How can I detect that a thread pool work item is taking too long?

Raymond Chen

A customer wants to detect that their thread pool work items are not completing quickly enough and trigger a crash if they appear to be stuck. They looked at Wait­For­Threadpool­Wait­Callbacks, but that function doesn’t support a timeout. It just waits indefinitely. Is there a way to wait with a timeout?

Even though there is no way to wait with a timeout, it turns out that in this particular case, we don’t need one. Since all we want to do is crash, it doesn’t matter who does the crashing!

  • Create a watchdog timeout that triggers after a timeout.
  • Call Wait­For­Threadpool­Wait­Callbacks.
  • Cancel the watchdog timer.

If the watchdog timer fires, then the Wait­For­Threadpool­Wait­Callbacks got stuck, and the watchdog timer handler can log the failure or trigger the crash.

Now, if you want a way to abandon the wait and keep running, then you can roll that yourself: You can associate an event (possibly a lightweight one you can use with Wait­On­Address), and you can wait for the event with a timeout. Meanwhile, when the work item is finished, the last thing it does is signal the event.
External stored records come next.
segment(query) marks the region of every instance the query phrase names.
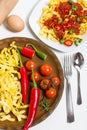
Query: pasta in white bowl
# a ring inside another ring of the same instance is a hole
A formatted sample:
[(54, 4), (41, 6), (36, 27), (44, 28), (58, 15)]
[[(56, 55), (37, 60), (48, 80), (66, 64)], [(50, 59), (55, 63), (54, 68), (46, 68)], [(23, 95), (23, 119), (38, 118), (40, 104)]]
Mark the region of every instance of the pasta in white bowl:
[[(54, 16), (57, 16), (59, 18), (59, 14), (56, 11), (53, 11), (58, 3), (60, 4), (61, 0), (44, 0), (44, 1), (40, 1), (36, 7), (34, 8), (34, 10), (32, 11), (30, 18), (29, 18), (29, 24), (30, 27), (32, 28), (33, 32), (36, 34), (36, 36), (45, 44), (47, 44), (48, 46), (57, 49), (59, 51), (62, 52), (69, 52), (69, 51), (73, 51), (74, 49), (77, 49), (81, 46), (85, 46), (86, 44), (86, 30), (87, 30), (87, 21), (86, 19), (83, 20), (83, 23), (80, 24), (80, 32), (77, 35), (75, 32), (73, 33), (73, 35), (71, 35), (72, 32), (72, 28), (69, 28), (70, 33), (68, 31), (64, 32), (64, 36), (63, 38), (67, 40), (67, 38), (69, 40), (77, 40), (79, 39), (79, 41), (81, 40), (81, 43), (79, 43), (79, 45), (69, 45), (69, 47), (67, 47), (67, 45), (64, 44), (60, 44), (60, 39), (56, 38), (56, 33), (54, 31), (54, 28), (50, 28), (47, 26), (44, 26), (45, 21), (49, 19), (54, 19)], [(79, 0), (79, 4), (83, 4), (85, 6), (84, 9), (86, 10), (87, 6), (86, 6), (86, 2), (85, 1), (81, 1)], [(62, 0), (62, 4), (63, 3), (67, 3), (67, 0)], [(77, 2), (76, 2), (77, 3)], [(75, 8), (75, 7), (74, 7)], [(36, 17), (37, 16), (37, 17)], [(76, 14), (75, 14), (76, 16)], [(70, 17), (70, 16), (69, 16)], [(72, 17), (72, 16), (71, 16)], [(32, 20), (34, 19), (34, 20)], [(66, 17), (66, 20), (68, 18)], [(77, 18), (77, 22), (79, 22), (79, 18)], [(69, 21), (69, 20), (68, 20)], [(61, 22), (61, 20), (59, 19), (59, 22)], [(78, 25), (76, 22), (76, 26)], [(46, 24), (49, 25), (50, 21)], [(75, 23), (75, 22), (74, 22)], [(54, 23), (52, 23), (54, 24)], [(51, 25), (51, 24), (50, 24)], [(58, 26), (59, 28), (59, 26)], [(60, 32), (59, 32), (60, 33)], [(84, 34), (84, 35), (83, 35)], [(77, 42), (77, 41), (76, 41)], [(76, 43), (77, 44), (77, 43)]]

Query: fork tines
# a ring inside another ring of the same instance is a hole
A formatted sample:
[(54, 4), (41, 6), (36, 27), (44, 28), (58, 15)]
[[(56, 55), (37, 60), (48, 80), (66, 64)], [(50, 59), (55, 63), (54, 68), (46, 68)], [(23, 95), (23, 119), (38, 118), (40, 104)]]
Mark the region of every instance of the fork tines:
[(72, 72), (72, 57), (71, 55), (65, 55), (64, 56), (64, 72), (69, 73), (69, 75)]

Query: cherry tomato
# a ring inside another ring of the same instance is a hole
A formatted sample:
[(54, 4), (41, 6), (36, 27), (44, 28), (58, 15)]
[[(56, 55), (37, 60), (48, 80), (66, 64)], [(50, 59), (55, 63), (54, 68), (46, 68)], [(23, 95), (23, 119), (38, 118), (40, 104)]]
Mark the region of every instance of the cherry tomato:
[(71, 27), (72, 27), (72, 23), (71, 23), (71, 21), (68, 21), (66, 24), (66, 28), (71, 29)]
[(63, 36), (64, 36), (64, 34), (65, 34), (65, 32), (63, 31), (63, 29), (59, 30), (59, 31), (57, 32), (57, 37), (58, 37), (58, 39), (62, 39)]
[[(34, 79), (36, 82), (40, 80), (40, 74), (38, 72), (34, 72)], [(32, 74), (30, 75), (30, 80), (32, 81)]]
[(56, 24), (54, 26), (54, 28), (55, 28), (56, 31), (59, 31), (59, 30), (63, 29), (63, 25), (62, 24)]
[(86, 15), (86, 16), (87, 16), (87, 10), (84, 10), (84, 15)]
[(65, 14), (68, 14), (69, 13), (69, 8), (66, 7), (64, 11), (65, 11)]
[(64, 44), (65, 44), (66, 46), (72, 46), (73, 41), (68, 39), (68, 40), (65, 40), (65, 41), (64, 41)]
[(60, 84), (60, 78), (57, 76), (53, 76), (50, 82), (53, 84), (54, 87), (56, 87)]
[(50, 81), (49, 79), (42, 79), (40, 82), (40, 87), (43, 90), (46, 90), (48, 88), (49, 81)]
[(25, 67), (27, 68), (27, 70), (31, 71), (32, 69), (36, 69), (36, 63), (32, 60), (28, 60), (25, 64)]
[(48, 90), (46, 90), (46, 97), (47, 98), (54, 98), (56, 96), (57, 92), (56, 89), (54, 88), (49, 88)]
[(43, 64), (41, 67), (40, 67), (40, 73), (44, 76), (50, 76), (51, 73), (53, 71), (53, 68), (52, 66), (48, 65), (48, 64)]

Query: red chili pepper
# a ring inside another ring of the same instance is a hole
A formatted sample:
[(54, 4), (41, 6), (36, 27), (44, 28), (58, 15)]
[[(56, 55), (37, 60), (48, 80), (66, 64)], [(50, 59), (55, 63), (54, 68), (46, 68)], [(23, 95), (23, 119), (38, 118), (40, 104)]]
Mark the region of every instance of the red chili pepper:
[(33, 44), (27, 43), (27, 44), (26, 44), (26, 47), (28, 47), (28, 46), (31, 46), (31, 47), (34, 49), (36, 55), (37, 55), (38, 57), (40, 57), (41, 59), (45, 60), (45, 59), (47, 58), (47, 55), (46, 55), (44, 52), (38, 50)]
[(27, 95), (28, 95), (28, 75), (27, 75), (26, 68), (24, 66), (20, 68), (20, 73), (21, 73), (23, 102), (24, 104), (26, 104)]
[(32, 58), (35, 55), (35, 50), (33, 50), (33, 49), (29, 48), (29, 47), (18, 46), (17, 48), (18, 48), (18, 50), (21, 51), (21, 54), (26, 56), (26, 57)]
[(37, 112), (37, 108), (39, 105), (40, 89), (37, 87), (37, 83), (35, 82), (33, 70), (32, 70), (32, 79), (33, 79), (33, 88), (31, 90), (31, 95), (30, 95), (29, 113), (23, 130), (28, 130), (29, 127), (33, 124)]
[(73, 41), (70, 40), (70, 39), (67, 39), (67, 40), (64, 41), (64, 44), (65, 44), (66, 46), (72, 46)]
[[(20, 53), (19, 53), (20, 56)], [(27, 96), (28, 96), (28, 74), (26, 68), (23, 66), (22, 59), (20, 56), (20, 74), (21, 74), (21, 89), (22, 89), (22, 96), (23, 102), (26, 104)]]

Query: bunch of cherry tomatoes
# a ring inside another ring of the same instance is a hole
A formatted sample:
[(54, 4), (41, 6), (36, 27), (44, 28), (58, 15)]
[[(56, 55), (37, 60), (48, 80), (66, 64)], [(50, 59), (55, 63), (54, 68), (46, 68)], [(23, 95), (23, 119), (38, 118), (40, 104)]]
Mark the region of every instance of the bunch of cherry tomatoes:
[[(39, 87), (45, 92), (47, 98), (54, 98), (57, 95), (56, 87), (60, 85), (60, 78), (58, 76), (51, 77), (53, 72), (51, 65), (44, 63), (40, 66), (39, 71), (37, 71), (36, 62), (28, 60), (25, 63), (25, 67), (29, 72), (31, 72), (32, 69), (34, 70), (34, 79)], [(31, 73), (29, 75), (29, 80), (32, 81)]]

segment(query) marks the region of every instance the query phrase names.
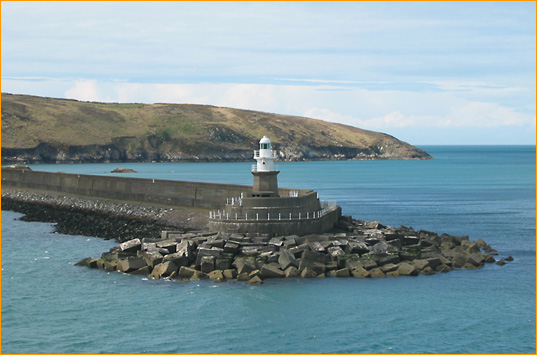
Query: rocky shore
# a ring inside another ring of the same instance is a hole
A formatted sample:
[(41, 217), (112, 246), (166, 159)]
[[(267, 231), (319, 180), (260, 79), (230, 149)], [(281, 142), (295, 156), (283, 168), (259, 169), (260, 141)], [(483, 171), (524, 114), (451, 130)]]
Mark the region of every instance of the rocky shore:
[[(498, 252), (482, 239), (342, 217), (340, 232), (299, 237), (163, 232), (136, 238), (76, 265), (153, 279), (262, 284), (269, 278), (381, 278), (479, 269)], [(501, 259), (498, 265), (512, 260)]]

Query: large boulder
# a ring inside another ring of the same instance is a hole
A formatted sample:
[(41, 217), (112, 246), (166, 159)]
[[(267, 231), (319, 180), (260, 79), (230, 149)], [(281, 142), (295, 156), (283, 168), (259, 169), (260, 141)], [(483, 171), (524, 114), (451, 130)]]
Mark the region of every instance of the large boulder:
[(175, 265), (171, 261), (167, 261), (165, 263), (160, 263), (151, 272), (149, 277), (153, 279), (160, 279), (162, 277), (168, 277), (171, 276), (172, 273), (177, 272), (177, 265)]
[(261, 267), (261, 278), (280, 278), (284, 276), (284, 272), (273, 264), (265, 264)]
[(418, 269), (416, 269), (414, 265), (405, 262), (399, 264), (397, 272), (399, 272), (399, 275), (401, 276), (418, 276), (419, 274)]
[(386, 277), (386, 275), (384, 274), (384, 272), (382, 271), (382, 269), (379, 268), (379, 267), (376, 267), (376, 268), (373, 268), (373, 269), (369, 270), (369, 275), (370, 275), (372, 278)]
[(152, 268), (160, 264), (163, 260), (162, 254), (156, 250), (146, 251), (142, 254), (142, 257), (144, 258), (146, 264)]
[(135, 252), (142, 248), (142, 241), (139, 238), (131, 239), (119, 245), (119, 249), (123, 252)]
[(117, 265), (117, 269), (122, 272), (131, 272), (146, 265), (144, 258), (132, 256), (121, 260)]
[(300, 272), (296, 267), (289, 266), (287, 269), (285, 269), (284, 275), (285, 277), (298, 277), (300, 276)]
[(196, 273), (196, 269), (188, 267), (188, 266), (181, 266), (179, 269), (178, 276), (186, 279), (190, 279), (192, 275)]
[(257, 285), (263, 284), (263, 280), (259, 276), (254, 276), (251, 279), (249, 279), (246, 283), (248, 285), (257, 286)]
[(282, 270), (287, 269), (289, 266), (298, 267), (298, 262), (296, 261), (295, 256), (287, 249), (280, 250), (280, 255), (278, 256), (278, 263), (280, 264)]
[(349, 277), (349, 276), (351, 276), (351, 273), (350, 273), (349, 269), (347, 269), (345, 267), (343, 269), (336, 270), (335, 276), (336, 277)]
[(352, 274), (353, 277), (356, 277), (356, 278), (365, 278), (365, 277), (370, 276), (369, 271), (367, 271), (366, 269), (364, 269), (361, 266), (357, 267), (354, 270), (352, 270), (351, 274)]
[(302, 272), (300, 273), (300, 277), (302, 277), (303, 279), (314, 278), (314, 277), (317, 277), (317, 273), (307, 267), (304, 270), (302, 270)]
[(211, 280), (223, 279), (224, 278), (224, 273), (222, 272), (222, 270), (214, 270), (214, 271), (211, 271), (210, 273), (208, 273), (207, 276)]
[(361, 255), (361, 254), (365, 254), (369, 252), (369, 248), (367, 247), (367, 244), (364, 242), (356, 242), (356, 241), (349, 240), (349, 242), (345, 246), (345, 252), (347, 254), (360, 254)]
[(462, 268), (468, 260), (468, 255), (456, 255), (451, 260), (451, 266), (454, 268), (460, 269)]
[(327, 249), (331, 260), (337, 260), (339, 256), (345, 255), (345, 251), (340, 246), (333, 246)]
[(200, 262), (200, 270), (201, 272), (207, 274), (214, 270), (214, 256), (208, 255), (208, 256), (202, 256), (201, 262)]
[(304, 250), (304, 252), (302, 253), (302, 260), (324, 264), (326, 263), (326, 254), (310, 250)]
[(238, 274), (250, 273), (256, 269), (255, 261), (251, 258), (236, 258), (233, 266)]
Bonus chatter: There is a Set­Event­When­Callback­Returns function which tells the thread pool to set an event when the callback returns. However, an RAII class will do the job nicely in this case, and the RAII class will let you use a lighter-weight synchronization object. The Set­Event­When­Callback­Returns function’s primary purpose is to allow you to know when it’s safe to unload the code running the callback, because the event is set after control has left the callback.